Dip




It is so incredibly hot today. When we have brutal temperatures during summer, my head feels like it’s been stretched under pressure. There’s a good reason, I think, why so much of our poetry here in Western Australia is about the colours, textures and tones of this stretched feeling (sort of like a mirroring of the stretched landscape itself) that seeks constant relief. Here’s a poem by Perth poet, John Kinsella, that is like a relief for me in so many ways:

Dip

But a dip is subtle, you’re down
and lowland is ‘as the case might be’,
a benign memory like wading through a creek
in hot weather, trousers rolled up to the knees,

all complexity quelled by the feeling
of smooth stones massaging your feet,
though it’s rare for water to flow here, or there,
in summer.

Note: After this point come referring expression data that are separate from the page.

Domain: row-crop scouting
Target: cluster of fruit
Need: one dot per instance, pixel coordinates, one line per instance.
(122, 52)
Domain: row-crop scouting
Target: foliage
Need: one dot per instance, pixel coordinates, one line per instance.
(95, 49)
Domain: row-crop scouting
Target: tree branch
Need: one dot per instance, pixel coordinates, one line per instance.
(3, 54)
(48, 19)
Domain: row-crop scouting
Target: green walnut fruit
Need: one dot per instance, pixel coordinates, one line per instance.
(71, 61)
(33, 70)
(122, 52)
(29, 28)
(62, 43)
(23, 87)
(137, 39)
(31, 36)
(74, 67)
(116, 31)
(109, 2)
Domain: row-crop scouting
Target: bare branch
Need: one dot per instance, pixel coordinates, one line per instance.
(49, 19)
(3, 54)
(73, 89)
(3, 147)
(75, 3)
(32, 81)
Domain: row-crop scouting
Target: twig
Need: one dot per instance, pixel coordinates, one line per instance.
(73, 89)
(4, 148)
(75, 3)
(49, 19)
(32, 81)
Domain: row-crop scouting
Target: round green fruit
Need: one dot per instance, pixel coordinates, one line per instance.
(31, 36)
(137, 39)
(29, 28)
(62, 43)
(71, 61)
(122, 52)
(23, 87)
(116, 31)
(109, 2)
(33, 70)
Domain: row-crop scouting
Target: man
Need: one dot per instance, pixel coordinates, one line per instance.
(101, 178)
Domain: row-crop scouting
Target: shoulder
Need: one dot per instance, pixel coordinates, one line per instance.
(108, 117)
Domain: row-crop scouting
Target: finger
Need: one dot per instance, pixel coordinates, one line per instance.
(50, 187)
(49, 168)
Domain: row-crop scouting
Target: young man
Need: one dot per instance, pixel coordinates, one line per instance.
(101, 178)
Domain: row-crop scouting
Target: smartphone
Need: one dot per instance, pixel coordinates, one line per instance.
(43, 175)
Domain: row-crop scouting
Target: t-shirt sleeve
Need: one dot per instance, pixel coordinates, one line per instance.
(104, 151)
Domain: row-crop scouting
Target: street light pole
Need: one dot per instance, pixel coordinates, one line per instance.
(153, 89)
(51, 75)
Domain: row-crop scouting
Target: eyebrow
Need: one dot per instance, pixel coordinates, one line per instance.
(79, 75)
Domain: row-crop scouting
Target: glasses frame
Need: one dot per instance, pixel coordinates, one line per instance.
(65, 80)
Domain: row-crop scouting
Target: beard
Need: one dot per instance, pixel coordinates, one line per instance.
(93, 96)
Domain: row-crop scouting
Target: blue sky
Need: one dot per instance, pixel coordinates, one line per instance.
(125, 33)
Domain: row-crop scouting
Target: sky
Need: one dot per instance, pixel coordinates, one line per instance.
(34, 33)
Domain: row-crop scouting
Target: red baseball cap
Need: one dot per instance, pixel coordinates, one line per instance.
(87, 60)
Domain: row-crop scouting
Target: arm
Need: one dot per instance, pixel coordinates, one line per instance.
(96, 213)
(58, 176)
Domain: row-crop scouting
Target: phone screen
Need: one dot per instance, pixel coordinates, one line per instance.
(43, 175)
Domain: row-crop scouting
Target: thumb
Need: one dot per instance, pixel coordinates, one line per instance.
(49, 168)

Storms as pleasure.

Down to the dip, DIP sign shot through
with holes, rust coronas, like looking inside
out through the puys of the Massif Central,
Auvergne, at this semi-green time of year.

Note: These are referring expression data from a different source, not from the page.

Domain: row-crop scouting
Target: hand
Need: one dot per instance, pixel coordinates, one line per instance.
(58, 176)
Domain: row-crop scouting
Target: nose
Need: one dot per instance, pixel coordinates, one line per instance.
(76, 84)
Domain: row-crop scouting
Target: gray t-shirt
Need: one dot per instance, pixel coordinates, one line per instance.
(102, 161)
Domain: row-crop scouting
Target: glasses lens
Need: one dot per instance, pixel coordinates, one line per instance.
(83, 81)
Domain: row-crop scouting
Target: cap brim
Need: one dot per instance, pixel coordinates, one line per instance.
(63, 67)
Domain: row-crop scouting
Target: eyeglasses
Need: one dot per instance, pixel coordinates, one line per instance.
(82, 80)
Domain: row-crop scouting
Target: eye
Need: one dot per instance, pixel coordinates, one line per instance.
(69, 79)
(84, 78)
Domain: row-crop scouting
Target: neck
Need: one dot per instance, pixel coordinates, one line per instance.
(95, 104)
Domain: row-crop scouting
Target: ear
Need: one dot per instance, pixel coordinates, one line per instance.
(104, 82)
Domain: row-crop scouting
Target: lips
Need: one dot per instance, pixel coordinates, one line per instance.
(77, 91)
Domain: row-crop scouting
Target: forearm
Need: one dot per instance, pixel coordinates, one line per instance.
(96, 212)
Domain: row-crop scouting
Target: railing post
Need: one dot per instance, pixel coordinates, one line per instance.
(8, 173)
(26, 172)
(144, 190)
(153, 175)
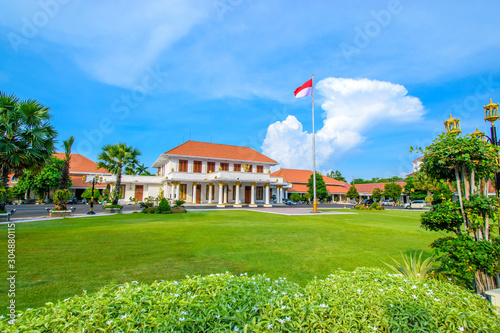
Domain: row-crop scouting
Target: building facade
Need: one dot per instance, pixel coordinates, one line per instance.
(208, 173)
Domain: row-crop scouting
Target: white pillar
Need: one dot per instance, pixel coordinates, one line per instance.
(252, 195)
(237, 201)
(266, 186)
(194, 192)
(220, 194)
(177, 191)
(210, 191)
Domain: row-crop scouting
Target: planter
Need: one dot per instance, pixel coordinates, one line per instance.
(60, 213)
(113, 210)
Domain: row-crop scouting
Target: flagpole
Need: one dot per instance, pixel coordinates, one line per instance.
(315, 205)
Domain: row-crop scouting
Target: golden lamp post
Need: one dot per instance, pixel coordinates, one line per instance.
(452, 127)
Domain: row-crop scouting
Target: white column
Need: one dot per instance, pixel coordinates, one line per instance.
(210, 191)
(252, 195)
(266, 186)
(220, 194)
(237, 196)
(194, 192)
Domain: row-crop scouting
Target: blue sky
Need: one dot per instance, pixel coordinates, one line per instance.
(155, 73)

You barely decelerate, and anything
that approaches will slip up onto you.

–From Armour, 2011, p. 47.

P.S. I’ve written an article for the Australian Ballet on the story of a Jewish ballet dancer called Margit Wolf, who inspired a legendary love song and survived the Holocaust. When I think about what sort of writing I want to do this year, I come to the conclusion that it’s more poetry, fiction, and articles like this one. Hopeful thinking, perhaps.